The dematerialisation of the world economy has contributed to the rise of “virtual migration,” a flexible, disembodied labour supply across borders — a form of “migration without migrating” — that is coming to define the new labour economy.
Shifting landscapes
The international mobility landscape is in a state of flux at present, precipitated by accelerating digital transformation and the changing contours of work, and made urgent by the COVID-19 pandemic’s tumultuous impact. This section is an exploration of evolving labour market trends that are expected to have an impact on Indian economic diplomacy’s agenda for promoting global labour mobility.
The COVID-19 pandemic
It would be remiss to discuss global trends affecting international labour mobility without mentioning the COVID-19 pandemic — historically, one of the biggest shocks to global migration<12>. The pandemic has prompted protectionist restrictions against the movement of people globally. Remittance flows globally declined by 6 percent year-on-year in Q2 of FY2020<13>, and are likely to fall even more sharply — the World Bank has predicted a 13 percent decline in global flows in 2020<14>, and a 23 percent decline in remittance flows to India<15>.
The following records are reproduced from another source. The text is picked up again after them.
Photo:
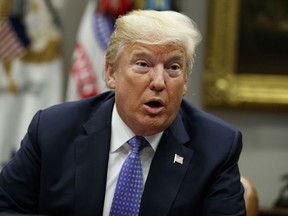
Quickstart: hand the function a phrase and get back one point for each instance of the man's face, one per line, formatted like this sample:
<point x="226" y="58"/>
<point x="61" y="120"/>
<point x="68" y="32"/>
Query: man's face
<point x="149" y="83"/>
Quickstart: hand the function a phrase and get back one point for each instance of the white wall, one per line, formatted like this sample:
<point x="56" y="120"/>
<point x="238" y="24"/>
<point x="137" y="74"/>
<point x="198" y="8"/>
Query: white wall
<point x="265" y="133"/>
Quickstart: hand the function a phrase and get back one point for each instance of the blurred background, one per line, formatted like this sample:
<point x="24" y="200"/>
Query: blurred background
<point x="53" y="51"/>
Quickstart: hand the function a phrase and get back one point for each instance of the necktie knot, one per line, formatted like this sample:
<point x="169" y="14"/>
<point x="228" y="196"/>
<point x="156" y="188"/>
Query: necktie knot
<point x="137" y="143"/>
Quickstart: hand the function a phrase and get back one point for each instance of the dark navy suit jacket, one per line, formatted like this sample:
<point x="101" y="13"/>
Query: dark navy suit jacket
<point x="61" y="166"/>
The pandemic’s impact on the labour market has been heterogeneous. Research suggests that migrant workers form a critical chunk of ‘essential services,’ such as healthcare and care work, that have been instrumental in fighting the pandemic across the world<16>. In some countries like the UK and Germany, migrants have earned considerable public favour by holding up their economies as ‘essential workers’ (Germany chartered flights to bring in agricultural labour). However, others, such as the US and the Gulf (two key destinations for Indian emigrants in particular), have put up protectionist barriers that are unlikely to be relaxed in the near term<17>.
The pandemic will also likely magnify existing issues that had begun plaguing the migration economy, such as growing xenophobia and protectionism. A surge of xenophobia is already being seen in the Gulf countries, where the spread of the virus is being attributed to unskilled migrant workers and employers are being warned not to hire expatriate workers<18>. Protectionism is also likely to rise in this context; services under mode 4 — the presence or movement of natural persons — have always been the least liberalised of all modes of labour supply (see Figure 1). The pandemic is likely to reverse some of the meagre progress made in this regard<19>. As a service-led economy, India has long had labour mobility at the top of its trade negotiations agenda. However, there has been little appetite for mode 4 liberalisation in global trade deliberations, much to its discontent. The multilateral Trade in Services Agreement, launched in 2013 for this purpose and to which India was not a party, has also stalled<20>. India’s service exports continue mainly via mode 1 (cross-border supply)<21>.
The pandemic will likely magnify existing issues that had begun plaguing the migration economy, such as growing xenophobia and protectionism.
Figure 1: World Trade in Commercial Services by Mode of Supply, 2017
Source: World Trade Report 2019: The future of services trade<22>
Restructuring labour markets and changing labour force requirements
The forces set into motion by the pandemic will likely cause a restructuring of labour markets. For one, the bulk outflow of migrants driven by the pandemic is unlikely to be reversed in equal proportions. Second, the threat of the transmission of infection may keep country borders closed for immigration for a considerable period, especially in developed states where vaccination will arrive first. Third, the recessions and employment crises witnessed across the world will also pressurise countries to put their citizens first, thereby hurting the cause of migration and development. Lastly, technological shifts will increase the demand for high-skilled workers more generally across the board.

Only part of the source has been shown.